Levine objects to establishing a “particular people’s state,” finding it by definition guilty of “the wrong of ethnic hegemony” which then leads to the “further wrong of repression against the Other within its midst.” In rejecting any ethnically based nation-states, he negates most nations’ binding, constitutive forces. He overlooks the flourishing of liberal nationalism in the 1800s, which became, the Harvard professor and American statesman Daniel Patrick Moynihan taught, “an exercise in matching a ‘people’ with a state.”
Levine misses the fact that most nations, through their flags, their languages, their national holidays, tell a particular story that includes some and excludes others. He overlooks the rich philosophical arguments made by leading thinkers like Michael Walzer in Spheres of Justice: A Defense of Pluralism and Equality (1983), and elsewhere, acknowledging that states, like clubs, have “admissions policies” distinguishing between humans by designating some members or citizens. The challenge becomes how such states treat “the Other,” who belong because they live in that same “neighborhood,” not the act of distinguishing.
Exuding an old-fashioned, pre-Vietnam, Mad Men-era arrogance, Levine wants the whole world to build its politics on the noble American model of civic identity not ethnic identity, a model Canada embraces but even most European countries, despite their rhetoric, avoid. In Latvia and Estonia there are stringent language rules for many employment licenses—and ask children of, say, Turkish migrant workers born in France or Germany to compare their access to jobs with their “real” French and German friends, if they have any. Yet for some reason I leave to his psychologist, the only country he singles out for this crime of not being America is Israel.

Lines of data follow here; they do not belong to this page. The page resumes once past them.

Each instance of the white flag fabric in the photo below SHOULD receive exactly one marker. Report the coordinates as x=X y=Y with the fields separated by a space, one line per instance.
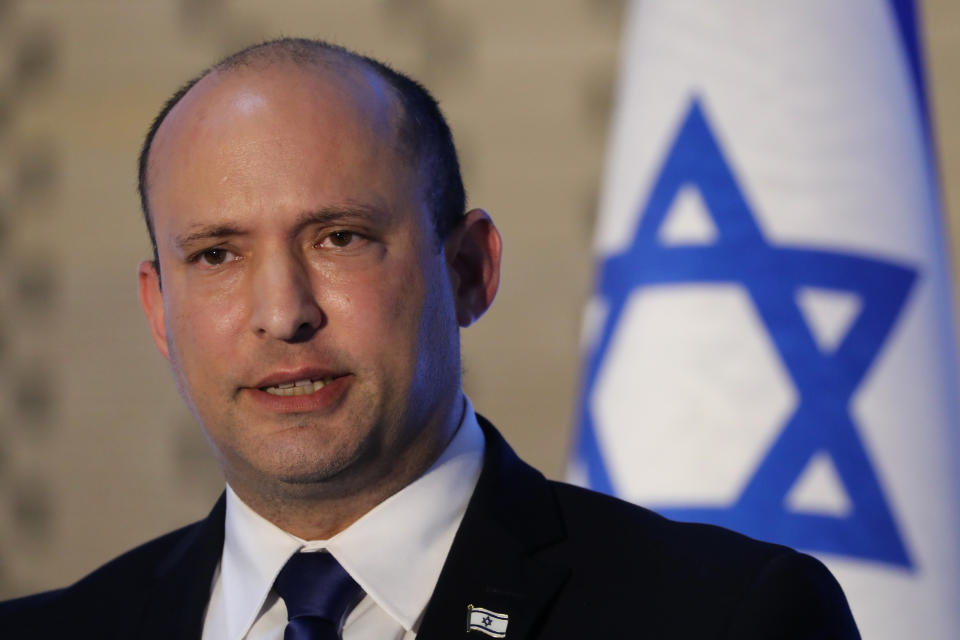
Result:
x=770 y=345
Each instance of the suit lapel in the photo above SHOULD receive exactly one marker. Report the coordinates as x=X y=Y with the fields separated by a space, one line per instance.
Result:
x=176 y=606
x=492 y=562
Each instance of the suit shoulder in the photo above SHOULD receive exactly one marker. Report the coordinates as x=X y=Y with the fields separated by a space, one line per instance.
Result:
x=617 y=549
x=590 y=516
x=119 y=583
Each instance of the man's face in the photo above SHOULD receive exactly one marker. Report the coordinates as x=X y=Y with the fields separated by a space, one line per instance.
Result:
x=296 y=249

Obsessed by Israel, Levine indirectly absolved purer forms of these ethnocracies, especially the Arab dictatorships, and instead targeted one of the most porous and progressive ethno-cultural states. He did not have to do much research to stumble across Israel’s delightfully mixed messaging in this realm. Israel’s Declaration of Independence roots its identity as a Jewish state in the Bible, standard fare for ethnic nationalism, the predominant mode of nationalism today. But Israel’s founding document also offers all its “inhabitants” civic equality, mixing ethnic and civic nationalism, combining—at its best—the best of ethnic expression with democratic equity and acceptance.

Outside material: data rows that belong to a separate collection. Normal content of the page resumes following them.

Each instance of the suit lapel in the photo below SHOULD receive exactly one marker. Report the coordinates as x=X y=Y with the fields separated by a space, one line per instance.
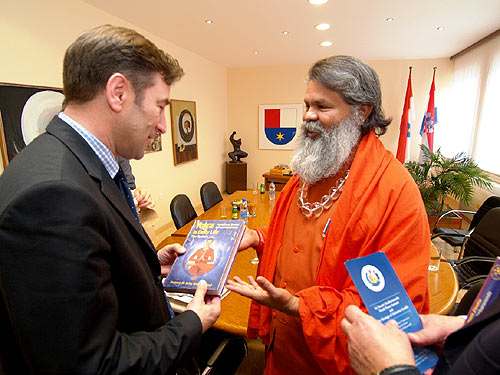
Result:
x=84 y=153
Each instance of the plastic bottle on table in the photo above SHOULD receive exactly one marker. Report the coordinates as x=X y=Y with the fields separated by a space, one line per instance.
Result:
x=272 y=191
x=234 y=213
x=262 y=188
x=244 y=210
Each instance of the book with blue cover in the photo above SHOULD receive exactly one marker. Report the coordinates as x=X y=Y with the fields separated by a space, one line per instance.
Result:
x=385 y=298
x=211 y=248
x=489 y=292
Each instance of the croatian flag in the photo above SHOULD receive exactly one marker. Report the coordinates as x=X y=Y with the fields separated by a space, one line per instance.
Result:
x=429 y=121
x=278 y=125
x=408 y=116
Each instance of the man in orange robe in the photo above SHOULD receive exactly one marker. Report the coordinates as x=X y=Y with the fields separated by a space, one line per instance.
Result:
x=349 y=198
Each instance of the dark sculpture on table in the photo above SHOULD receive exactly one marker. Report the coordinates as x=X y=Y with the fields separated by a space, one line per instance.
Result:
x=236 y=154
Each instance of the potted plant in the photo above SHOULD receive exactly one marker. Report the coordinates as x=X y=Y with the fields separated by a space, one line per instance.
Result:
x=438 y=176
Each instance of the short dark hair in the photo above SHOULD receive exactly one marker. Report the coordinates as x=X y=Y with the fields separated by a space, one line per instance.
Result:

Israel seeks to build a rich, thick, public life and culture mixing the Jewish and Western traditions, with a trace of an Arabic accent, acknowledging that not everybody living in the Jewish state is Jewish. As a result, a notion of Israeliness has developed which is not just Jewish. As a result, Arabs have enjoyed the fruits of the Declaration’s civic equality, with Israeli Arabs serving in the Knesset and the Supreme Court, as others have prospered in other fields. Of course, Israel is, like all states, flawed, and frequently violates those ideals, but the aspirations are noble—and have achieved marked improvements in recent decades.

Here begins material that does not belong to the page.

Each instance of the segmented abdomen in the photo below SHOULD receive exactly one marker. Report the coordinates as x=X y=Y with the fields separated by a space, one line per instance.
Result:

Yes, Israel is what Walzer called, in his book On Toleration, a “complicated case.” Israel is a nation state like many nation states established as part of the flowering of nineteenth century European nationalism. Israel is a society of immigrants, mostly Jewish, gathered from across a scattered diaspora, bringing a dizzying array of languages, looks, and leanings to this supposedly monolithic state. And as a successor state to the Ottoman Empire, Israel is still keeping the millet system—an old-fashioned, legalized form of multiculturalism—to protect the rights of separate religious and ethnic groups.
Israeli Arabs have conflicted feelings about where they fit in to this conflicted state. They want—and deserve—complete economic and political freedom to build productive lives as democratic citizens. But many also demand group prerogatives, such as a separate educational system, which offends my sense of American unity but preserves their ethnic integrity.
Had Levine blogged about how Israel navigates its complicated identity, he would have a lot more credibility. Of course, a thoughtful, nuanced piece about Israel would have had less chance of being posted in the Times. Instead, sadly, he produced this one-sided, ahistorical tantrum.